Un matematico inventore di mondi: Leo Perutz

Negli anni, nei miei vari incontri e discussioni fra innumerevoli caffè o bicchieri più o meno alcolici, più di qualche subacqueo del pensiero portava in superfice la teoria che il lavoro ripetitivo, come può esserlo quello impiegatizio, uccida la creatività. Per quanto questa idea, credo, sia diventata un’opinione diffusa tanto da assomigliare a un luogo comune, come tutti i luoghi comuni ha delle eccezioni che, più che confermare la regola, altro luogo piuttosto battuto, la invalidano proprio.

Italo Svevo lavorò come impiegato in una banca, Joyce idem, seppur fra momenti di insegnamento della lingua inglese a Trieste e periodi di conti lasciati in giro fra padroni di casa e osterie giuliane, e pure Kafka è stato un impiegato delle Assicurazioni Generali; a Praga, non a Trieste. Negli stessi anni anche un altro scrittore era operativo nelle Assicurazioni Generali, questa volta sì, a Trieste, con il seducente ruolo di “matematico del ramo vita.”  Nondimeno Leo Perutz ebbe una produzione narrativa piuttosto notevole anche se finita nel dimenticatoio. Almeno finché l’editore Adelphi, fra i cui fondatori fu un altro personaggio di Trieste – ma questo è un altro discorso – non decise di pubblicare tutte le sue opere.

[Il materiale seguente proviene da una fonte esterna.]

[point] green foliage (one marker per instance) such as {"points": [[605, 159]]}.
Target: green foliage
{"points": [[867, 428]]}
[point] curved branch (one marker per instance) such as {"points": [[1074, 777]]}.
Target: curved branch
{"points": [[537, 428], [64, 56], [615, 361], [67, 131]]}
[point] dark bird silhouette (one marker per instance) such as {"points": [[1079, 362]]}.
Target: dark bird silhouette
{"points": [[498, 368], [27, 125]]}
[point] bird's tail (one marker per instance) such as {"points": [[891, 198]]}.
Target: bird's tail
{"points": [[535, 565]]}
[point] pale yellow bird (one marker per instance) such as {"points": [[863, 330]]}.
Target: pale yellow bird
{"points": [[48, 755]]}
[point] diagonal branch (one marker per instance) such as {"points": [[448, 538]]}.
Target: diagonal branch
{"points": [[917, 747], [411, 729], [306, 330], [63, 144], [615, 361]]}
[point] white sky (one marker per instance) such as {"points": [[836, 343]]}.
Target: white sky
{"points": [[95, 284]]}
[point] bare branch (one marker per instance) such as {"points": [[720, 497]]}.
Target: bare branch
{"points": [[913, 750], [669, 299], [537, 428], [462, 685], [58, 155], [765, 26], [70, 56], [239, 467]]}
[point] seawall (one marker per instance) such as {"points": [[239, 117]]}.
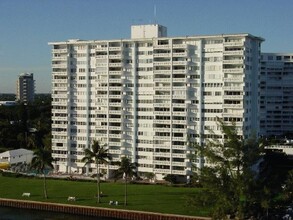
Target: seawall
{"points": [[94, 211]]}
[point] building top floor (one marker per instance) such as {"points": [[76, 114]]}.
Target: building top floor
{"points": [[144, 33]]}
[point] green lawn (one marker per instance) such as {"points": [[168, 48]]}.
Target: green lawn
{"points": [[153, 198]]}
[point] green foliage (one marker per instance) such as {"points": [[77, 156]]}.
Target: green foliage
{"points": [[98, 155], [16, 123], [152, 198], [42, 160], [171, 178], [226, 180], [126, 169]]}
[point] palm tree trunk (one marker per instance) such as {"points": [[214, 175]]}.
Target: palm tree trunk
{"points": [[45, 186], [125, 191], [98, 182]]}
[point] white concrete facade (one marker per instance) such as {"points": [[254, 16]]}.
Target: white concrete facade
{"points": [[276, 94], [16, 156], [25, 89], [145, 97]]}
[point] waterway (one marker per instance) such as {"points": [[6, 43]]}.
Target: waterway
{"points": [[8, 213]]}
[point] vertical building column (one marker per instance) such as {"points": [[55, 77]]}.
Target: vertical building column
{"points": [[87, 103], [200, 102], [134, 104]]}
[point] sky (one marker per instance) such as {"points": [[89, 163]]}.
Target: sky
{"points": [[26, 27]]}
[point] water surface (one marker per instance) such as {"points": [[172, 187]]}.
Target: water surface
{"points": [[8, 213]]}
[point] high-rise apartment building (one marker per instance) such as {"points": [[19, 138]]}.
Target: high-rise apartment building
{"points": [[276, 94], [25, 89], [145, 97]]}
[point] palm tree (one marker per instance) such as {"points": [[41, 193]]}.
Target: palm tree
{"points": [[126, 169], [98, 155], [42, 160]]}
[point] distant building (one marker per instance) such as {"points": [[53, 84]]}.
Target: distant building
{"points": [[8, 103], [25, 90], [16, 156], [145, 97], [276, 94]]}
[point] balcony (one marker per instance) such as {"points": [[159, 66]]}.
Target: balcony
{"points": [[163, 63], [114, 48], [233, 79], [232, 61], [165, 171], [166, 46], [233, 106], [179, 54], [179, 172], [115, 64], [161, 162], [180, 63], [159, 154], [233, 70], [117, 56], [181, 164], [234, 97], [63, 58], [161, 55], [233, 53], [234, 44], [60, 50]]}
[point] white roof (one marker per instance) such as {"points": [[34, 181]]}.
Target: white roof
{"points": [[15, 153]]}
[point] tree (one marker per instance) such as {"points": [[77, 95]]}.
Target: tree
{"points": [[98, 155], [42, 161], [288, 187], [171, 178], [126, 169], [226, 179]]}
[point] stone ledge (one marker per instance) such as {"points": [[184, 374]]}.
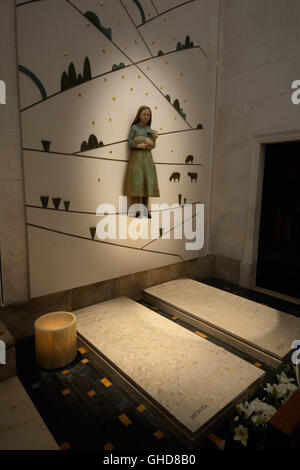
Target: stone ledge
{"points": [[9, 369]]}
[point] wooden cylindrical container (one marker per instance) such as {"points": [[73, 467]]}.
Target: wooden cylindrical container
{"points": [[55, 339]]}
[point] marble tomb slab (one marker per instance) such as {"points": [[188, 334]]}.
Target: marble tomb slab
{"points": [[254, 328], [191, 379]]}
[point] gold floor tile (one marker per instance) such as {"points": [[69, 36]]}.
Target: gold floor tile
{"points": [[200, 334], [141, 408], [106, 382], [124, 419]]}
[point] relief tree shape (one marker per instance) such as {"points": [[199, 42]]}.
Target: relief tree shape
{"points": [[91, 144], [93, 18], [70, 79]]}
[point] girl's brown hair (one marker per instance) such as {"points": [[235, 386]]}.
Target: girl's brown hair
{"points": [[137, 117]]}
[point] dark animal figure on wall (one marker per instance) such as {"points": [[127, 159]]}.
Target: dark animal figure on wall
{"points": [[174, 177], [189, 159], [193, 176]]}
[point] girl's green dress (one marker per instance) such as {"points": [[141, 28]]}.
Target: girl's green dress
{"points": [[141, 177]]}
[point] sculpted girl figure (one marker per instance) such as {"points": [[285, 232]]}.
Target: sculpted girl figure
{"points": [[141, 178]]}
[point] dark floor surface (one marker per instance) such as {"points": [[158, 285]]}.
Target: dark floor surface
{"points": [[82, 413]]}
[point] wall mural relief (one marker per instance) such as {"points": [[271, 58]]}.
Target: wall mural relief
{"points": [[85, 67]]}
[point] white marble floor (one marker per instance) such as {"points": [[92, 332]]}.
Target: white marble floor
{"points": [[190, 377], [256, 324], [21, 426]]}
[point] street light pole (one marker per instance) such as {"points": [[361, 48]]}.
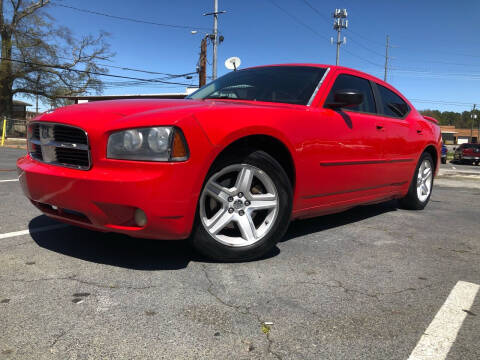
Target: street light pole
{"points": [[340, 22], [214, 36], [215, 39]]}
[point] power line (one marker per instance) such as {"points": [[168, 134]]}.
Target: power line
{"points": [[297, 20], [93, 72], [327, 20], [92, 12]]}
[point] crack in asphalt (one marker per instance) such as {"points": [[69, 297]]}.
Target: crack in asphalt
{"points": [[85, 282], [244, 310], [14, 245], [340, 285]]}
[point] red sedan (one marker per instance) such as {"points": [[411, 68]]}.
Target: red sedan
{"points": [[232, 164]]}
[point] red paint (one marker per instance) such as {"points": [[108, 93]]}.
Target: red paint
{"points": [[337, 165]]}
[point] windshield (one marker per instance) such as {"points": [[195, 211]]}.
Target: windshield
{"points": [[282, 84]]}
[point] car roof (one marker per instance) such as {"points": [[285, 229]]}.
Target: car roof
{"points": [[332, 68]]}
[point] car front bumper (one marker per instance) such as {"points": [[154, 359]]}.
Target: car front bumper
{"points": [[106, 198]]}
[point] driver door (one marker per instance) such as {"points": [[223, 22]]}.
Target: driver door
{"points": [[349, 160]]}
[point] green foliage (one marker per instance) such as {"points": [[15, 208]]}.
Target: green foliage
{"points": [[40, 58]]}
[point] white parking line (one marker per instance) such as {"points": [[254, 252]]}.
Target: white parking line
{"points": [[32, 231], [439, 337]]}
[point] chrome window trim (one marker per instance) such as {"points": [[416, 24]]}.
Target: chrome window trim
{"points": [[318, 87], [85, 147]]}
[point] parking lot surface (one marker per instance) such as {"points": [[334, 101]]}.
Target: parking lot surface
{"points": [[362, 284]]}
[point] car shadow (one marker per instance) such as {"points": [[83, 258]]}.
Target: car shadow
{"points": [[151, 255], [308, 226]]}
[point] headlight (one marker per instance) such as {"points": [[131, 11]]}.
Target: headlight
{"points": [[160, 143]]}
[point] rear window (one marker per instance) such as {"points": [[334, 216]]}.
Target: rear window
{"points": [[392, 104]]}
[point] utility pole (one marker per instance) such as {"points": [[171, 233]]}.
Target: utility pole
{"points": [[202, 69], [473, 116], [386, 57], [214, 36], [340, 22]]}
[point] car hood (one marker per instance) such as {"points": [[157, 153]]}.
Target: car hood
{"points": [[118, 113], [106, 112]]}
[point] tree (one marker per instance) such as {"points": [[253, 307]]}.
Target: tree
{"points": [[41, 59]]}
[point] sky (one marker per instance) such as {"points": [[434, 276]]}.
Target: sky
{"points": [[435, 45]]}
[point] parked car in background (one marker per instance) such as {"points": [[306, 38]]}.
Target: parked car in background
{"points": [[444, 153], [232, 164], [467, 153]]}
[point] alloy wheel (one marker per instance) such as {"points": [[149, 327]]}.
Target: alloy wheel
{"points": [[424, 180], [239, 205]]}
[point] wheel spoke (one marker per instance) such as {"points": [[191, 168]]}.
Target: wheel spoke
{"points": [[244, 180], [222, 220], [427, 172], [424, 189], [218, 192], [261, 202], [247, 227]]}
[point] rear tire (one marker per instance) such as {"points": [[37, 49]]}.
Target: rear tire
{"points": [[421, 185], [238, 219]]}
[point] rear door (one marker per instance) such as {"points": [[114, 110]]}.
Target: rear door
{"points": [[349, 145], [403, 135]]}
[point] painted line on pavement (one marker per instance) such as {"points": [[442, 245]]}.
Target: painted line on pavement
{"points": [[32, 231], [440, 335]]}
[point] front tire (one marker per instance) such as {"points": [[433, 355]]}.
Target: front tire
{"points": [[244, 208], [421, 186]]}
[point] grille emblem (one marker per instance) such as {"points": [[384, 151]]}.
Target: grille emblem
{"points": [[46, 134]]}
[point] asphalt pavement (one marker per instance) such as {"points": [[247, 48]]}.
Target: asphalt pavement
{"points": [[362, 284]]}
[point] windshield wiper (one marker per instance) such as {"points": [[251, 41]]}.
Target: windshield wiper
{"points": [[222, 97]]}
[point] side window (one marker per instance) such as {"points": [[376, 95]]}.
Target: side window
{"points": [[392, 104], [350, 82]]}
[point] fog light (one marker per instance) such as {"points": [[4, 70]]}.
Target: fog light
{"points": [[140, 218]]}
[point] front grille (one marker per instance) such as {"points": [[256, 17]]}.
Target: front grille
{"points": [[68, 134], [61, 145]]}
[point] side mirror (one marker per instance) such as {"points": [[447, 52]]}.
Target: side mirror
{"points": [[346, 98]]}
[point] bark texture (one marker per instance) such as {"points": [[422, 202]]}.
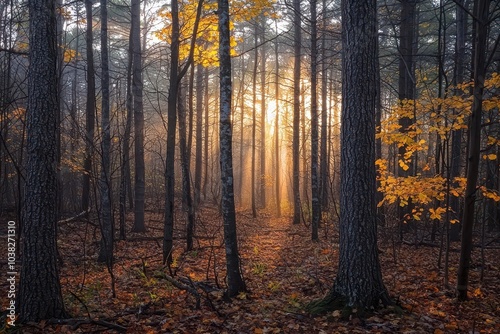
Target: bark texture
{"points": [[40, 291], [359, 279], [235, 283]]}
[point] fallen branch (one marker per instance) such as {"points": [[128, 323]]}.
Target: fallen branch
{"points": [[77, 322], [70, 219]]}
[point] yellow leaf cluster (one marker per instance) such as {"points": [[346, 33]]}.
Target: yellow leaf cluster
{"points": [[207, 38]]}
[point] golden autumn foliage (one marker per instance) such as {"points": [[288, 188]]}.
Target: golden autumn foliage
{"points": [[206, 48], [431, 116]]}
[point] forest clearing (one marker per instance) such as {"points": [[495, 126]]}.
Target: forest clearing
{"points": [[283, 271]]}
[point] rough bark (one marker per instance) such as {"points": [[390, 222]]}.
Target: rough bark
{"points": [[125, 162], [359, 279], [481, 30], [262, 177], [106, 214], [140, 183], [40, 291], [254, 120], [277, 181], [315, 194], [171, 129], [296, 112], [323, 175], [89, 109], [235, 283], [456, 136], [199, 139]]}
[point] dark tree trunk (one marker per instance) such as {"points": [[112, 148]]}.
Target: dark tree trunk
{"points": [[89, 110], [140, 183], [456, 136], [171, 129], [359, 280], [235, 283], [323, 175], [481, 13], [107, 226], [199, 139], [125, 163], [315, 195], [262, 177], [296, 112], [406, 89], [277, 132], [40, 294], [186, 177], [254, 119]]}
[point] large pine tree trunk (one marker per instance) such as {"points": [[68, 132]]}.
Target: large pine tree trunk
{"points": [[40, 291], [235, 283], [140, 183], [359, 279]]}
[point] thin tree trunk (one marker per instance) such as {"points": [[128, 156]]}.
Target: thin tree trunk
{"points": [[277, 131], [140, 173], [107, 226], [254, 119], [199, 140], [125, 163], [186, 178], [481, 25], [262, 177], [234, 281], [89, 109], [296, 112], [315, 195], [171, 129]]}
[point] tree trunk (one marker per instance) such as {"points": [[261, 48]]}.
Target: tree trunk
{"points": [[262, 177], [359, 279], [186, 178], [199, 140], [89, 110], [323, 175], [234, 281], [171, 129], [277, 181], [456, 136], [406, 89], [125, 163], [140, 183], [107, 226], [296, 112], [40, 294], [315, 195], [481, 13], [254, 118]]}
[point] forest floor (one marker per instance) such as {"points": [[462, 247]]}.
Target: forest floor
{"points": [[283, 271]]}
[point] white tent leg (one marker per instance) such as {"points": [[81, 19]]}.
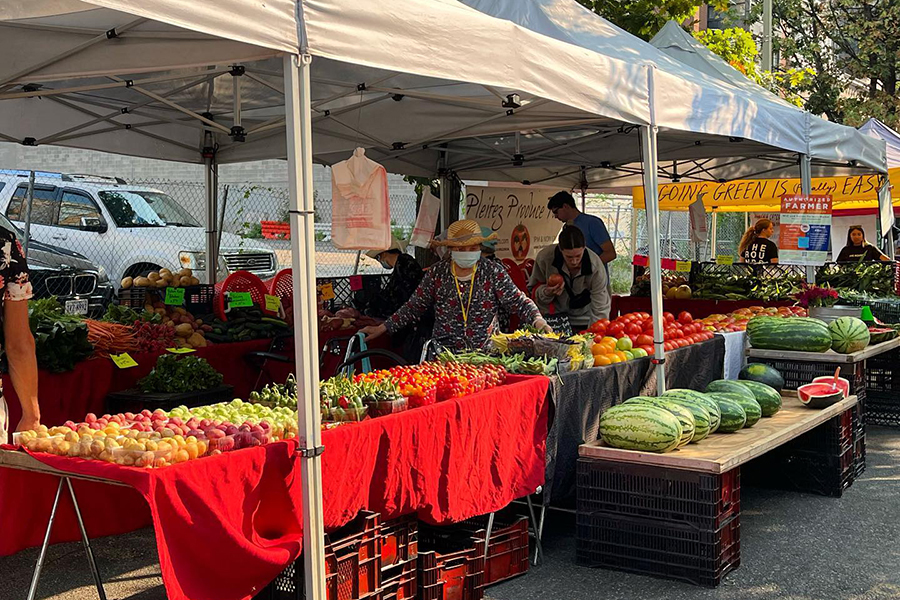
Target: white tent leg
{"points": [[303, 252], [806, 189], [651, 201], [212, 238]]}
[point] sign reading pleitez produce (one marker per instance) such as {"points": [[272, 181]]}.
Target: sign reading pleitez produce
{"points": [[519, 216], [805, 229]]}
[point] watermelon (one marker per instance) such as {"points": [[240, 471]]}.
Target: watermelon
{"points": [[685, 417], [764, 374], [848, 335], [769, 400], [792, 333], [640, 427], [699, 399], [734, 417], [730, 387], [700, 414]]}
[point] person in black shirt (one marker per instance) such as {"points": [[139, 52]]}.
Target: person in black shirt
{"points": [[858, 249], [756, 247]]}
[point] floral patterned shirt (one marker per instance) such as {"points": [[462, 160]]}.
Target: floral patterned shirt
{"points": [[14, 279], [493, 289]]}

Leo Perutz nacque a Praga nel 1882 dove il padre possedeva un’industria tessile. Leo non era uno studente modello, indisciplinato e irascibile, lo avremmo definito affetto da sindrome da deficit di attenzione e iperattività o ADHD in questi tempi moderni. Nondimeno dopo che la famiglia si trasferì a Vienna, si appassionò ai numeri, riuscendo a laurearsi in matematica.

È stato un grande esponente del romanzo storico. Ma le sue storie furono storico- fantastiche, le definiremmo fantasy in questi tempi moderni, dai tratti inquietanti e intessute d’onirico. Costruttore di trame ingegnose, dove il sovrannaturale entrava strisciando nelle pieghe della realtà rendendola surreale. Un realismo magico lo definiremmo oggi, in tempi moderni. Borges lo fece conoscere in lingua spagnola, Hitchcock ne fu affascinato, e Jan Fleming, il padre dell’agente segreto con licenza di uccidere più famoso degli ultimi cento anni, lo definì geniale.

Leo Perutz subito dopo il trasferimento a Vienna, cominciò a frequentare i caffè letterari, molto in voga anche, di nuovo guarda caso, a Trieste, e cominciò a scrivere racconti. Sarebbe presto diventato famoso per romanzi di sdoppiamenti amorosi di avventure oniriche incastrate nel reale, con personaggi che percorrono le strade medievali fino a sbucare nel novecento e, soprattutto, inventò mondi. Quei mondi tanto amati da Borges, assertore convinto della letteratura come narrativa della fantasia e non del reale- sociale che fu per Borges solo del giornalismo narrato.

Borges e l’idea di letteratura

L’avvento del nazismo mise un blocco alla pubblicazione dei suoi lavori e lo portò a vivere in gravi ristrettezze economiche vista l’appartenenza sua e del suo editore ad una razza inferiore…

Nel 1938 fu costretto ad emigrare in Israele dove sentì addosso il macigno di un isolamento forzato, e smise di scrivere. Fu in quegli anni che Borges lo fece conoscere ai lettori di lingua spagnola. E nel 1953, quando ormai Perutz era stato dimenticato dal mondo, uscì “Di notte sotto il ponte di Pietra”.

Il canto del cigno.

Leo Perutz morì nel 1957 a casa di un amico, che curò poi edizioni postume di suoi scritti.